In the Lambda console: Function → Configuration → SnapStart → Apply → “Published versions” → Save.

Or via CLI:

aws lambda update-function-configuration \
  --function-name my-app \
  --snap-start ApplyOn=PublishedVersions

# Then publish a version:
aws lambda publish-version --function-name my-app
# Returns: { "Version": "5", ... }

# Point an alias at it:
aws lambda update-alias \
  --function-name my-app \
  --name prod \
  --function-version 5

API Gateway / function URLs / event sources must point at the alias (my-app:prod), not the function itself or $LATEST. Otherwise SnapStart doesn’t activate.

# AWS SAM template:
Resources:
  MyFunction:
    Type: AWS::Serverless::Function
    Properties:
      AutoPublishAlias: prod
      SnapStart:
        ApplyOn: PublishedVersions

AutoPublishAlias: prod makes SAM publish a new version and update the prod alias on each deploy.
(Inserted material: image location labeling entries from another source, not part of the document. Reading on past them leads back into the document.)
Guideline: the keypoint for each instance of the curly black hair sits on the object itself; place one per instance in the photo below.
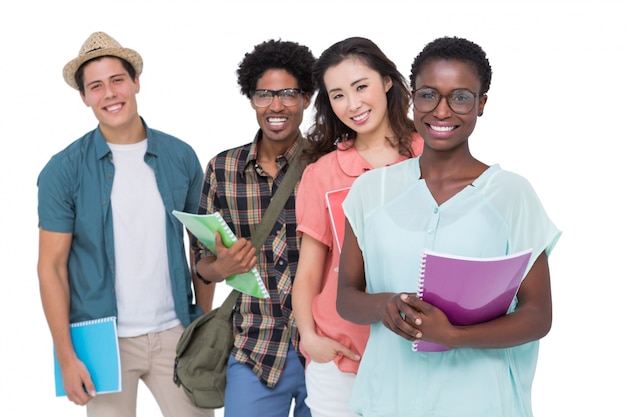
(327, 129)
(458, 49)
(296, 59)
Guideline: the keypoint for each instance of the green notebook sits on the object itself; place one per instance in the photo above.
(203, 227)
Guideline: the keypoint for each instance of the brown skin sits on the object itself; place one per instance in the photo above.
(447, 166)
(276, 139)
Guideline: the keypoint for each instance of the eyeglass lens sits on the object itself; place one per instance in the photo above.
(460, 101)
(287, 96)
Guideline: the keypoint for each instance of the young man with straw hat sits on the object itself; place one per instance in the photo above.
(108, 243)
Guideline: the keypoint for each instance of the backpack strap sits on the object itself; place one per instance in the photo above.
(294, 172)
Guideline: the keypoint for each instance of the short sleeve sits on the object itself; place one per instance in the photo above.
(311, 211)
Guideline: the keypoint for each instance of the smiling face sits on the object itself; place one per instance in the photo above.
(111, 94)
(280, 124)
(441, 127)
(358, 97)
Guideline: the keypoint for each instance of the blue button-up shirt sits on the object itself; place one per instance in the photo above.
(75, 197)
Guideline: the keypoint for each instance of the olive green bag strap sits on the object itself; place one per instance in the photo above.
(294, 172)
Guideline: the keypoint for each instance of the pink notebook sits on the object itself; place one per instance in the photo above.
(469, 290)
(334, 199)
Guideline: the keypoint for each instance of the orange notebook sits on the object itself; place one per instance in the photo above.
(334, 199)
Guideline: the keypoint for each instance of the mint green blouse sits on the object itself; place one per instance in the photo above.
(394, 217)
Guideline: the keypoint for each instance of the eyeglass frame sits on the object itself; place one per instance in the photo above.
(274, 94)
(447, 96)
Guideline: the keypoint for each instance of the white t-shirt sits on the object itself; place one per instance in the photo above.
(142, 278)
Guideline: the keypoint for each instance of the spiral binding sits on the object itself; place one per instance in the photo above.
(420, 290)
(94, 321)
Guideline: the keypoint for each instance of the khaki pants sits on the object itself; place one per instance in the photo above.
(149, 358)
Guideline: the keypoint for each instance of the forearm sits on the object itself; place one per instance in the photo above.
(204, 293)
(304, 290)
(206, 268)
(360, 307)
(54, 291)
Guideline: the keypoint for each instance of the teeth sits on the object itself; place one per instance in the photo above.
(114, 108)
(442, 128)
(359, 117)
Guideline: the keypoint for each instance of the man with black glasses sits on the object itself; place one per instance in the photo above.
(265, 370)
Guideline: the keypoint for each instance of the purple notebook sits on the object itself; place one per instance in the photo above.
(469, 290)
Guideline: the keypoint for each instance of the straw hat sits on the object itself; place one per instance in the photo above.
(97, 45)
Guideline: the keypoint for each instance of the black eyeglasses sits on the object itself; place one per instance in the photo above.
(287, 96)
(460, 101)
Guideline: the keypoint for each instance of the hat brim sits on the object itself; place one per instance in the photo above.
(69, 71)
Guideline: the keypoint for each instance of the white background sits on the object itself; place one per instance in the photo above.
(555, 115)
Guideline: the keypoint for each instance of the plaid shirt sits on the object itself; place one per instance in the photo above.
(237, 187)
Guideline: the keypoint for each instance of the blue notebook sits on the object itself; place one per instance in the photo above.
(95, 343)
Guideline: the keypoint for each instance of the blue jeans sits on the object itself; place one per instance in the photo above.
(247, 396)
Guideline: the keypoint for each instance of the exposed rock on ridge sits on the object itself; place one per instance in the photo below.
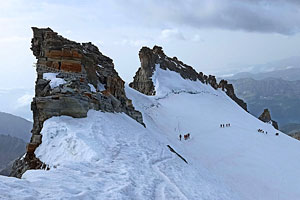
(149, 58)
(266, 117)
(81, 78)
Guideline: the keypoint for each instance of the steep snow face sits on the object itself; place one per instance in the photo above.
(111, 156)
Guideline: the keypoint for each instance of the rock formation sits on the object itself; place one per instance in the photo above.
(266, 117)
(71, 79)
(230, 92)
(151, 57)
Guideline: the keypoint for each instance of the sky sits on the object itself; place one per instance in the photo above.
(213, 36)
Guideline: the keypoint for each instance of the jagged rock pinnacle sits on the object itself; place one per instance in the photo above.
(151, 58)
(71, 79)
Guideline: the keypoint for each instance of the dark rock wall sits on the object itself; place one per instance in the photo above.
(142, 81)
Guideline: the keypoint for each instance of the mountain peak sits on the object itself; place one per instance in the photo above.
(72, 78)
(154, 59)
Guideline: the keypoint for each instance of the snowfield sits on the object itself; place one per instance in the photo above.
(111, 156)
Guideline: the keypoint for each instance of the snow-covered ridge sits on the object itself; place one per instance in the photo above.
(111, 156)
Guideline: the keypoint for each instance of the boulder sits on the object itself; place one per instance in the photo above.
(266, 117)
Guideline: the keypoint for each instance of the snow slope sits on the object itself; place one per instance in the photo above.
(111, 156)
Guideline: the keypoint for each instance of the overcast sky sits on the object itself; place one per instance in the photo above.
(213, 36)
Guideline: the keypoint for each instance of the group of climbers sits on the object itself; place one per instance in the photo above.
(186, 136)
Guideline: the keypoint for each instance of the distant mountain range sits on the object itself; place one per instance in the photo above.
(290, 74)
(14, 135)
(278, 90)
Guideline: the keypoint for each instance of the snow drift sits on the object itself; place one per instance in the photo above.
(111, 156)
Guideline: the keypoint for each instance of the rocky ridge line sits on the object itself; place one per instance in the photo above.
(150, 57)
(266, 117)
(72, 78)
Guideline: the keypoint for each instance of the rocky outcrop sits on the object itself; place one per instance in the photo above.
(228, 88)
(151, 58)
(71, 79)
(266, 117)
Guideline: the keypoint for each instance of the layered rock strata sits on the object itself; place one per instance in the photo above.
(151, 57)
(71, 79)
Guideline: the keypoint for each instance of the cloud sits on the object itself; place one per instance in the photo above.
(266, 16)
(133, 42)
(171, 34)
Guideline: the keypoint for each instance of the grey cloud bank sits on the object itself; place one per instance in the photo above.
(267, 16)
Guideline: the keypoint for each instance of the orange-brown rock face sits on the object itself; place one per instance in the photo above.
(88, 81)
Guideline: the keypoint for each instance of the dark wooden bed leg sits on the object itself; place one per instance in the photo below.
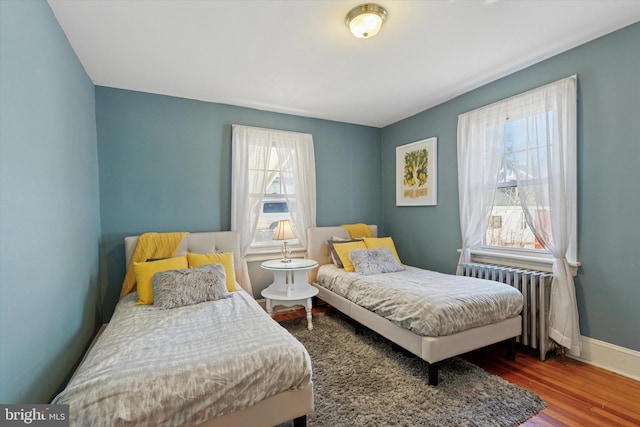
(300, 421)
(433, 373)
(511, 348)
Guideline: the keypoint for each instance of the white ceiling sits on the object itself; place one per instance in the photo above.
(298, 57)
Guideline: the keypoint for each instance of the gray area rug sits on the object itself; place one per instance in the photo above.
(359, 380)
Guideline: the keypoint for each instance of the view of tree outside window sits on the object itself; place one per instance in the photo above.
(507, 226)
(274, 208)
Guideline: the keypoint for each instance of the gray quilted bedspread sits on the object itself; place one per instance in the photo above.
(185, 365)
(426, 302)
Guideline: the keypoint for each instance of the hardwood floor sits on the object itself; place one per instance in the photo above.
(576, 394)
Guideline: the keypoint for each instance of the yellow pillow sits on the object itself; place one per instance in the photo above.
(343, 249)
(145, 271)
(225, 258)
(382, 242)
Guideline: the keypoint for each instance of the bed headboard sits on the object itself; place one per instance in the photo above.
(318, 248)
(200, 243)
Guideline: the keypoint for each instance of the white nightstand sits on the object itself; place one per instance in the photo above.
(290, 286)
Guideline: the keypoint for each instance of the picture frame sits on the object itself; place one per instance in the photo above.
(417, 173)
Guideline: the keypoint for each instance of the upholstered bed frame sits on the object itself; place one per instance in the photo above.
(430, 349)
(288, 405)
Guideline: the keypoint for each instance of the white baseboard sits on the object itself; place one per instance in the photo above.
(611, 357)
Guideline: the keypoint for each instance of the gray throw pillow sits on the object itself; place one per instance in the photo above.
(334, 255)
(177, 288)
(374, 261)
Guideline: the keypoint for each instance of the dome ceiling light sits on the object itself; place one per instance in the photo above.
(365, 20)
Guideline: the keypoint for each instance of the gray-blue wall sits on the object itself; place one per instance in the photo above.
(607, 285)
(49, 213)
(165, 165)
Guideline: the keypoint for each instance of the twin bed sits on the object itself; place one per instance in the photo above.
(216, 363)
(443, 315)
(225, 362)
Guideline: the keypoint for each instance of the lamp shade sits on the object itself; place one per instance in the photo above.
(283, 230)
(365, 20)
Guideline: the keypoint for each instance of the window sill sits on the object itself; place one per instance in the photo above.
(524, 259)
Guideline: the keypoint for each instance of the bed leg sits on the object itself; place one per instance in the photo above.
(433, 373)
(300, 421)
(511, 348)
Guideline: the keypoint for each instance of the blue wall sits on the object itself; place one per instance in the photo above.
(607, 284)
(49, 213)
(165, 165)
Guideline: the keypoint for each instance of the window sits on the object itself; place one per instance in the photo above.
(274, 207)
(518, 175)
(519, 157)
(273, 178)
(513, 231)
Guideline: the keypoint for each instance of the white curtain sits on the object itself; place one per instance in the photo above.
(480, 136)
(251, 161)
(546, 159)
(544, 124)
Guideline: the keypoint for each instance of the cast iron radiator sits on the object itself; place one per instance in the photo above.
(535, 287)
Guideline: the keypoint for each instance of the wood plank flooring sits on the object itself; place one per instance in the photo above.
(576, 394)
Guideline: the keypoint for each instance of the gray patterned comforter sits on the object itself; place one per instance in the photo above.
(184, 365)
(425, 302)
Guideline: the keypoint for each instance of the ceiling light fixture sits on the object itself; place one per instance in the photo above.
(365, 20)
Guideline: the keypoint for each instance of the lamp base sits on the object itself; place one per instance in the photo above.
(286, 252)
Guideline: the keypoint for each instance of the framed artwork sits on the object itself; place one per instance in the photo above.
(417, 173)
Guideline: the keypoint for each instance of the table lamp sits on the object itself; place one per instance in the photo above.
(284, 232)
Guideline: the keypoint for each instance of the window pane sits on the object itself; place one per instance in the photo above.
(274, 208)
(507, 226)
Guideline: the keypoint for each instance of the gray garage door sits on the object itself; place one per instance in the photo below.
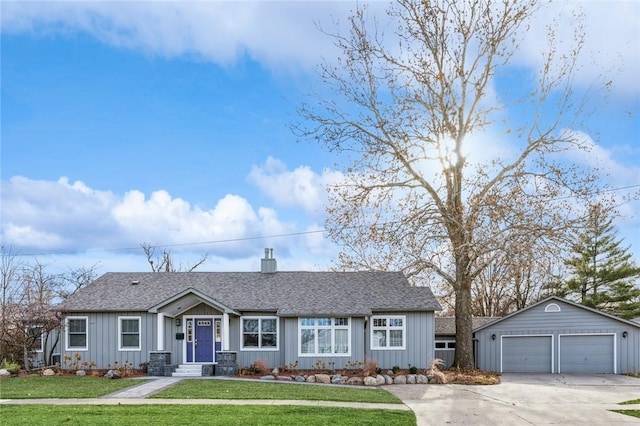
(586, 354)
(526, 354)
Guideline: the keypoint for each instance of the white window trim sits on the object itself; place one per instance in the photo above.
(66, 334)
(447, 344)
(129, 348)
(331, 327)
(552, 307)
(259, 347)
(388, 328)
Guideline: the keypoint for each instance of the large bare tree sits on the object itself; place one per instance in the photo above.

SnapStart picks it up automatically.

Pro Tip: For non-prod environments, use SnapStart too. Cold-start differences make perf testing meaningless if dev doesn’t use SnapStart.

Fix 2: Use Restore Hooks for Stale Connections

DB connections, HTTP keep-alive sockets, file handles — all become stale after a snapshot restore. You need to refresh them in a restore hook.

Java (with the AWS SDK):

import org.crac.Resource;
import org.crac.Core;

public class App implements Resource {
    private Connection dbConn;

    public App() {
        Core.getGlobalContext().register(this);
    }

    @Override
    public void beforeCheckpoint(org.crac.Context<? extends Resource> context) {
        if (dbConn != null) dbConn.close();
        dbConn = null;
    }

    @Override
    public void afterRestore(org.crac.Context<? extends Resource> context) {
        dbConn = createConnection();
    }
}

The org.crac package (Coordinated Restore at Checkpoint) is Java’s hook API. SnapStart calls beforeCheckpoint before snapshotting and afterRestore after restoring.

Python:

import os
# The runtime hook API surface and import path is still evolving — check
# the AWS Lambda Python runtime docs for the exact package and decorators.
# The shape generally looks like:

connection = None

def init_connection():
    global connection
    connection = psycopg2.connect(os.environ["DATABASE_URL"])

def close_connection():
    global connection
    if connection:
        connection.close()
        connection = None

def reopen_connection():
    init_connection()

# Register close_connection as a "before snapshot" hook and reopen_connection
# as an "after restore" hook via the current AWS-provided runtime API.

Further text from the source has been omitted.